Does the standard guarantee that functions return the exact same result across all implementations?

Take for example pow(float,float) for 32bit IEEE floats. Is the result across all implementations identical if the same two floats are passed in?

Or is there some flexibility that the standard allows with regard to tiny differences depending on the algorithm used to implement pow?

No, the C++ standard doesn't require the results of cmath functions to be the same across all implementations. For starters, you may not get IEEE-754/IEC 60559 floating point arithmetic.

That said, if an implementation does use IEC 60559 and defines __STDC_IEC_559__, then it must adhere to Annex F of the C standard (yes, your question is about C++, but the C++ standard defers to the C standard for C headers like math.h). Annex F states:

• The float type matches the IEC 60559 single format.
• The double type matches the IEC 60559 double format.
• The long double type matches an IEC 60559 extended format, else a non-IEC 60559 extended format, else the IEC 60559 double format.

Further, it says normal arithmetic must follow the IEC 60559 standard:

• The +, −, *, and / operators provide the IEC 60559 add, subtract, multiply, and divide operations.

It further requires sqrt to follow IEC 60559:

• The sqrt functions in <math.h> provide the IEC 60559 square root operation.

It then goes on to describe the behavior of several other floating-point functions, most of which you probably aren't interested in for this question.

Finally, it gets to the math.h header, and specifies how the various math functions (i.e. sin, cos, atan2, exp, etc.) should handle special cases (i.e. asin(±0) returns ±0, atanh(x) returns a NaN and raises the "invalid" floating-point exception for |x| > 1, etc.). But it never nails down the exact computation for normal inputs, which means you can't rely on all implementations producing the exact same computation.

So no, it doesn't require these functions to behave the same across all implementations, even if the implementations all define __STDC_IEC_559__.

This is all from a theoretical perspective. In practice, things are even worse. CPUs generally implement IEC 60559 arithmetic, but that can have different modes for rounding (so results will differ from computer to computer), and the compiler (depending on optimization flags) might make some assumptions that aren't strictly standards conforming in regards to your floating point arithmetic.
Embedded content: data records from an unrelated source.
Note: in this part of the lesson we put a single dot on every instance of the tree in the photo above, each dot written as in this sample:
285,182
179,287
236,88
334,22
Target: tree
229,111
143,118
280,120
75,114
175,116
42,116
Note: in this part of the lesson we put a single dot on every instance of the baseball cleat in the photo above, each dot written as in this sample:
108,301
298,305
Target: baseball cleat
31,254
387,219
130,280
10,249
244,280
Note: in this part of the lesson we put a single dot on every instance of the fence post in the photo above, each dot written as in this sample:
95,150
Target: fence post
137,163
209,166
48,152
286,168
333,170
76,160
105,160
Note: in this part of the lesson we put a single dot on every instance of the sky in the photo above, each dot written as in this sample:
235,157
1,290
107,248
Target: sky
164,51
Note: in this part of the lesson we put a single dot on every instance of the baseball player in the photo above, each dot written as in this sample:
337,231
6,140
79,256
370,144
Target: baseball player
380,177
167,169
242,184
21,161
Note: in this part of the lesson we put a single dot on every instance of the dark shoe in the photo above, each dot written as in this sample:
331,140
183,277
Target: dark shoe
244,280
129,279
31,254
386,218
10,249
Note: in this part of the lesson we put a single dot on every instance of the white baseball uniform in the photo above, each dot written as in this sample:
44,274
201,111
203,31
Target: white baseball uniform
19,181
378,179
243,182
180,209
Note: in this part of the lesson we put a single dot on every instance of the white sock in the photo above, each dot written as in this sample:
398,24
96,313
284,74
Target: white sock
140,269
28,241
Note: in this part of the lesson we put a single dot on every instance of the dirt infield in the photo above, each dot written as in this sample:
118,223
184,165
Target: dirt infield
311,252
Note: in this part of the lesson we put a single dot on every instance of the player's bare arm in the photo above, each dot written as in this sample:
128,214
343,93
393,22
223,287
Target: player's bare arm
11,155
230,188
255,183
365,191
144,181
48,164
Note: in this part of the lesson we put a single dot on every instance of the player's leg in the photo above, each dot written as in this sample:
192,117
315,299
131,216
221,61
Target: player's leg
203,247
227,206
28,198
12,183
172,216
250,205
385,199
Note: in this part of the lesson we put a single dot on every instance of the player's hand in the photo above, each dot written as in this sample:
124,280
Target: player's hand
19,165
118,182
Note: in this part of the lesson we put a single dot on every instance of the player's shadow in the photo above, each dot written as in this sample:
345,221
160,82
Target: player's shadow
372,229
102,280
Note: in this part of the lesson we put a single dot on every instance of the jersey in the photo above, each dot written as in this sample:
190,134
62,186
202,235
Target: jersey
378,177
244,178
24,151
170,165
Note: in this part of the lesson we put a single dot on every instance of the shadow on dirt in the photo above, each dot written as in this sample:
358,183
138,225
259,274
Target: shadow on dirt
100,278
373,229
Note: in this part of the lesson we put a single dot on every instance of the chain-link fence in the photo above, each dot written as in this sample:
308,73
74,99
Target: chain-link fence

So in practice, it's even less strict than it is in theory, and you're very likely to see two computers produce slightly different results at some point or another.

A real world example of this is in glibc, the GNU C library implementation. They have a table of known error limits for their math functions across different CPUs. If all C math functions were bit-exact, those tables would all show 0 error ULPs. But they don't. The tables show there is indeed varying amounts of error in their C math functions. I think this sentence is the most interesting summary:

Except for certain functions such as sqrt, fma and rint whose results are fully specified by reference to corresponding IEEE 754 floating-point operations, and conversions between strings and floating point, the GNU C Library does not aim for correctly rounded results for functions in the math library[...]

The only things that are bit-exact in glibc are the things that are required to be bit-exact by Annex F of the C standard. And as you can see in their table, most things aren't.